Erhart Philipp, Grond-Ginsbach Caspar, Hakimi Maani, Lasitschka Felix, Dihlmann Susanne, Böckler Dittmar, Hyhlik-Dürr Alexander
1 Department of Vascular and Endovascular Surgery, Ruprecht-Karls University Heidelberg, Germany.
J Endovasc Ther. 2014 Aug;21(4):556-64. doi: 10.1583/14-4695.1.
To evaluate a finite element analysis (FEA) model as a predictive tool for abdominal aortic aneurysm (AAA) rupture risk assessment.
FEA of asymptomatic infrarenal AAAs in 15 men (mean age 72 years) was performed preoperatively using semiautomatic finite element analysis software (A4clinics) to calculate peak wall stress (PWS) and regions of highest and lowest rupture risk index (RRI). The areas of high and low RRI identified on the preoperative FEA were sampled during open surgery; aortic wall specimens were prepared for histological analysis. A semiquantitative score compared the histological findings from high and low rupture risk samples.

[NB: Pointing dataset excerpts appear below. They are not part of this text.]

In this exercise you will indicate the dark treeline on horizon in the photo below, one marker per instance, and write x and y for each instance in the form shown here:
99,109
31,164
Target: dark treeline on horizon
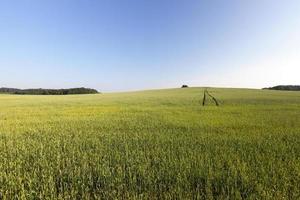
41,91
285,87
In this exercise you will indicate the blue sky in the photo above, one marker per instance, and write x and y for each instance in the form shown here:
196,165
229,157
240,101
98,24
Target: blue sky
119,45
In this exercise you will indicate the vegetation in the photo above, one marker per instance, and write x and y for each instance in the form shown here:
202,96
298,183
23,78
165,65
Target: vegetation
285,87
159,144
49,91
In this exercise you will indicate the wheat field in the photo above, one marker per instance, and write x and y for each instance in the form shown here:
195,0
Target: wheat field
156,144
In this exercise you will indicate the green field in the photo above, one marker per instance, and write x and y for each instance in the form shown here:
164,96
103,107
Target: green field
160,144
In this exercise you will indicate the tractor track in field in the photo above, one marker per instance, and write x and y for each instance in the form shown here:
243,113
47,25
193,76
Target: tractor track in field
206,93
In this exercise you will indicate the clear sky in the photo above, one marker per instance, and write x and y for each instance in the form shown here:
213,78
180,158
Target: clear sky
117,45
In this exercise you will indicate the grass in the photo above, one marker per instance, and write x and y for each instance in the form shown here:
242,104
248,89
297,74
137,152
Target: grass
159,144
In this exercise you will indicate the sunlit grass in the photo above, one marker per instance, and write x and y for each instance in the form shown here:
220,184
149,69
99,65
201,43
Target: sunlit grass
159,144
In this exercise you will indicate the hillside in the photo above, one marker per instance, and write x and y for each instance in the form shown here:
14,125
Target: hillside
158,144
41,91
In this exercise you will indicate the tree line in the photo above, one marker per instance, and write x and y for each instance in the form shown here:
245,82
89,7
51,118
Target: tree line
285,87
41,91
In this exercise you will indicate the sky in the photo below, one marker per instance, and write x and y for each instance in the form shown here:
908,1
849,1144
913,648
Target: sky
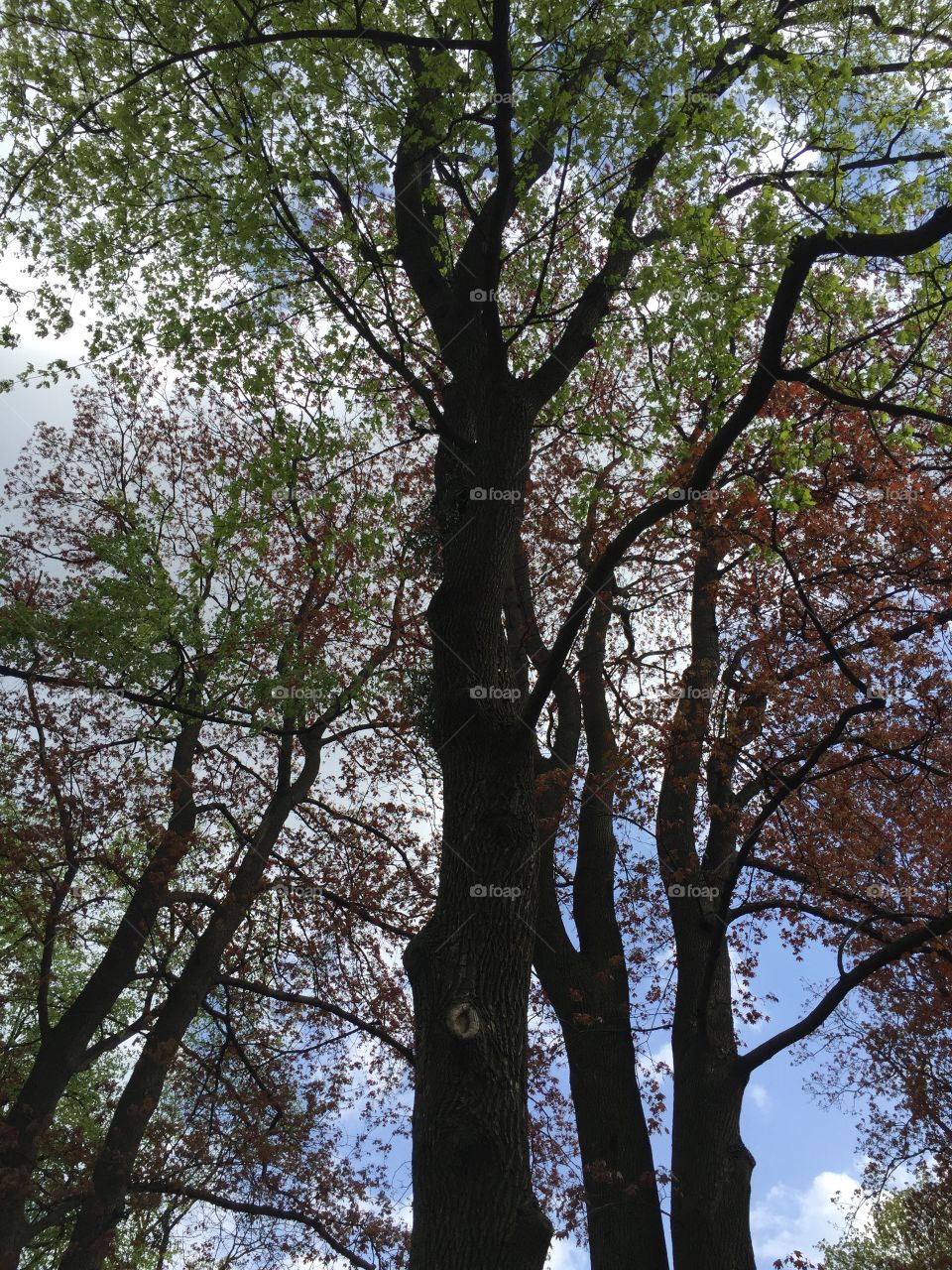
805,1155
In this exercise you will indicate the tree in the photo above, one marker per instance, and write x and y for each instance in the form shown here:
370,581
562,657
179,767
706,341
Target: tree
479,203
169,708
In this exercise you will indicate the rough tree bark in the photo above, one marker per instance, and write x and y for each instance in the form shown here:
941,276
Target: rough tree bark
588,987
470,965
711,1166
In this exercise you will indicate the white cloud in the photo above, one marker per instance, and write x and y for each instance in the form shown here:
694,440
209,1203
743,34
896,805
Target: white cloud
789,1219
563,1255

Significant correlation was found between histological AAA wall integrity and RRI in individual patients. AAA wall regions with highest RRI showed advanced histological disintegrity compared to regions with lower RRI within the same AAA: mean smooth muscle cells: 0.43 vs. 1.21, respectively (p=0.031); elastic fibers: 0.57 vs. 1.29, respectively (p=0.008); cholesterol plaque: 2.60 vs. 2.20, respectively (p=0.034); and calcified plaque: 2.27 vs. 1.40, respectively (p=0.017). The amount of calcified plaque was significantly correlated with PWS (r=0.528, p=0.043) by univariate regression analysis. However, there was no correlation between PWS or RRI and the histological findings between patients.
These preliminary results show that high rupture risk regions estimated by FEA contain increased histopathological degeneration compared to low rupture risk samples within the same AAA. Until now, the role of FEA in predicting individual AAA rupture risk has not been established as a validated diagnostic tool. However, these data provide promising results for FEA model verification.
评估有限元分析(FEA)模型作为腹主动脉瘤(AAA)破裂风险评估预测工具的效果。
术前使用半自动有限元分析软件(A4clinics)对15名男性(平均年龄72岁)无症状肾下腹主动脉瘤进行有限元分析,以计算峰值壁应力(PWS)以及破裂风险指数(RRI)最高和最低的区域。在开放手术期间对术前有限元分析中确定的高、低RRI区域进行取样;制备主动脉壁标本用于组织学分析。采用半定量评分比较高、低破裂风险样本的组织学结果。
发现个体患者的组织学腹主动脉瘤壁完整性与RRI之间存在显著相关性。与同一腹主动脉瘤内RRI较低的区域相比,RRI最高的腹主动脉瘤壁区域显示出更严重的组织学破坏:平均平滑肌细胞分别为0.43对1.21(p = 0.031);弹性纤维分别为0.57对1.29(p = 0.008);胆固醇斑块分别为2.60对2.20(p = 0.034);钙化斑块分别为2.27对1.40(p = 0.017)。通过单因素回归分析,钙化斑块的数量与PWS显著相关(r = 0.528,p = 0.043)。然而,患者之间的PWS或RRI与组织学结果之间没有相关性。
这些初步结果表明,与同一腹主动脉瘤内低破裂风险样本相比,有限元分析估计的高破裂风险区域组织病理学退变增加。到目前为止,有限元分析在预测个体腹主动脉瘤破裂风险方面的作用尚未作为一种经过验证的诊断工具确立。然而,这些数据为有限元分析模型验证提供了有希望的结果。